Best question I could ask is what do you want your engine to do. What I mean is are you looking for max power or reliability or both because there has to be a compromise its no good making 300 hp for 30 sec and it going bang.
You can buy a flexi hone cheap as chips from the likes of machine mart, just a spring loaded three legged thingy with honing stones on it, goes into electric drill, but use with care, Rick
Back in 1981 I had a slave 998cc Cooper engine in my 1275 S whilst I did a much needed engine re-build due to excessive oil consumption. Funds were tight so as it was the EN40B Nitride hardened crank the bottom end just need new shells for mains and crank journals. New 5 lobe oil pump etc, etc.

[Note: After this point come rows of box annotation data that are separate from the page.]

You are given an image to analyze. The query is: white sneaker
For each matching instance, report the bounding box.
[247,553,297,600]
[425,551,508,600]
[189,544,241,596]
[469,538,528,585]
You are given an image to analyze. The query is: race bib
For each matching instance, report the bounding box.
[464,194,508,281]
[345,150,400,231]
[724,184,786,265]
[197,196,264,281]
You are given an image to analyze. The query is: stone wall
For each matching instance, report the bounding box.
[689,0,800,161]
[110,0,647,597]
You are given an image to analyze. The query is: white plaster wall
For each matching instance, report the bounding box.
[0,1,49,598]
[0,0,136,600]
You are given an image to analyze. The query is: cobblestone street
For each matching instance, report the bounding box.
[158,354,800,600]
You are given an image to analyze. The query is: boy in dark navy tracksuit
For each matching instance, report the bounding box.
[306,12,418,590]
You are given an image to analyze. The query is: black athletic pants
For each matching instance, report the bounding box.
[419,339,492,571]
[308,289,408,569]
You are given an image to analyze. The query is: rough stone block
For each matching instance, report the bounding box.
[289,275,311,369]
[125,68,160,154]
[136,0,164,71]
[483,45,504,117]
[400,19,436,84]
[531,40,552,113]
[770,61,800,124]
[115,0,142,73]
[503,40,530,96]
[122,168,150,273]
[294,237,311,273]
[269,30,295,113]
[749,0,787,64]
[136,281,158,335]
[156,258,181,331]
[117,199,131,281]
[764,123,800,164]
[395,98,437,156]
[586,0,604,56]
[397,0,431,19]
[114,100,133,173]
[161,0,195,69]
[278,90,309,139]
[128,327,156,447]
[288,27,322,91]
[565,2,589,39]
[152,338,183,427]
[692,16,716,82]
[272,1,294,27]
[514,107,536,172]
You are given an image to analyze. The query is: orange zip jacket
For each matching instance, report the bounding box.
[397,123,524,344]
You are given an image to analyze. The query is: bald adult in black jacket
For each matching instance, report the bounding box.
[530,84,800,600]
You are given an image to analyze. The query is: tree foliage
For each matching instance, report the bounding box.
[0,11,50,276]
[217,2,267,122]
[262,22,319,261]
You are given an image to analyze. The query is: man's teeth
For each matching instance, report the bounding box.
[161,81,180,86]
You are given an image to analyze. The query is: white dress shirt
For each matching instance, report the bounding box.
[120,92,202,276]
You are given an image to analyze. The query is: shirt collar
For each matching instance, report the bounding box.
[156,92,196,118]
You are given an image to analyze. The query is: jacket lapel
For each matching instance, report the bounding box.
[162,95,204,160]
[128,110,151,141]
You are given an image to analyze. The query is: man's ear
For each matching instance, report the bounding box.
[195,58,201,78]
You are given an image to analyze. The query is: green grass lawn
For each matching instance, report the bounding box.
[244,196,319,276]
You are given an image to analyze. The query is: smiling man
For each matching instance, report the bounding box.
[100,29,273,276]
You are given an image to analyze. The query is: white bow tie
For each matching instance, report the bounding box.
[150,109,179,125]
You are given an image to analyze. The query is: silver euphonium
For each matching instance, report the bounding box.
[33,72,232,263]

Fitted a new BLMC special tuning camshaft a 649 I think it was that I had bought when I was a student in 1970 from a Brummie (I suspect it was an over the wall night shift bargain buy). The pistons were standard size but flat topped Hepolite ones so I put some new rings on them as I could not afford a re-bore as well.
Then my mate comes round and says I need to glaze break the cylinders to bed in the new rings and lent me his tool. It was a three legged spring loaded tool with grinding blocks mounted on each leg. You sort of closed it up and popped it in your cylinder bore. Then attached to my Black & Decker Electric Drill and gave it a go on each cylinder. It looked brilliant and the slight lip at the top was gone.
Fast forward about 3 days later and the engine was back in with everything connected up. Cranked her over and she would not start. It was late at night so next morning checked everything, valve timing, ignition, points the lot. No joy so rang my Dad he came over we removed a spark plug and they were wet. Dried out tried again - no joy. Following day he gave me a tow start and she fired up a treat took her for a spin and she was running like a dream coming on cam at 3500 rpm.
Put her back in the garage for the night. Next day no start again so straight to the tow start and she ran ok. Switched off and when I tried to re-start her she almost flattened the battery. Did a compression check and the best cylinder was 75-80 p.s.i. Engine out sent block for a re-bore had to go to plus 40 thou to get out the damage I had done with the bore glaze breaker tool. Lesson learnt the hard way.
That started life in a Citroen xm. Its a 2.0 xu10 from the Peugeot/Citroen family.
You must have been honing all night to remove the lip at the top of the bore bet your arms were killing the day after . We dont use glaze breakers we use these from america.
Shells are worn but no grit so just replace them and good for another 100k plus Rick
Is the oil pump worth taking out and if so what's the check method ?
what do the part cleaning machines have in them?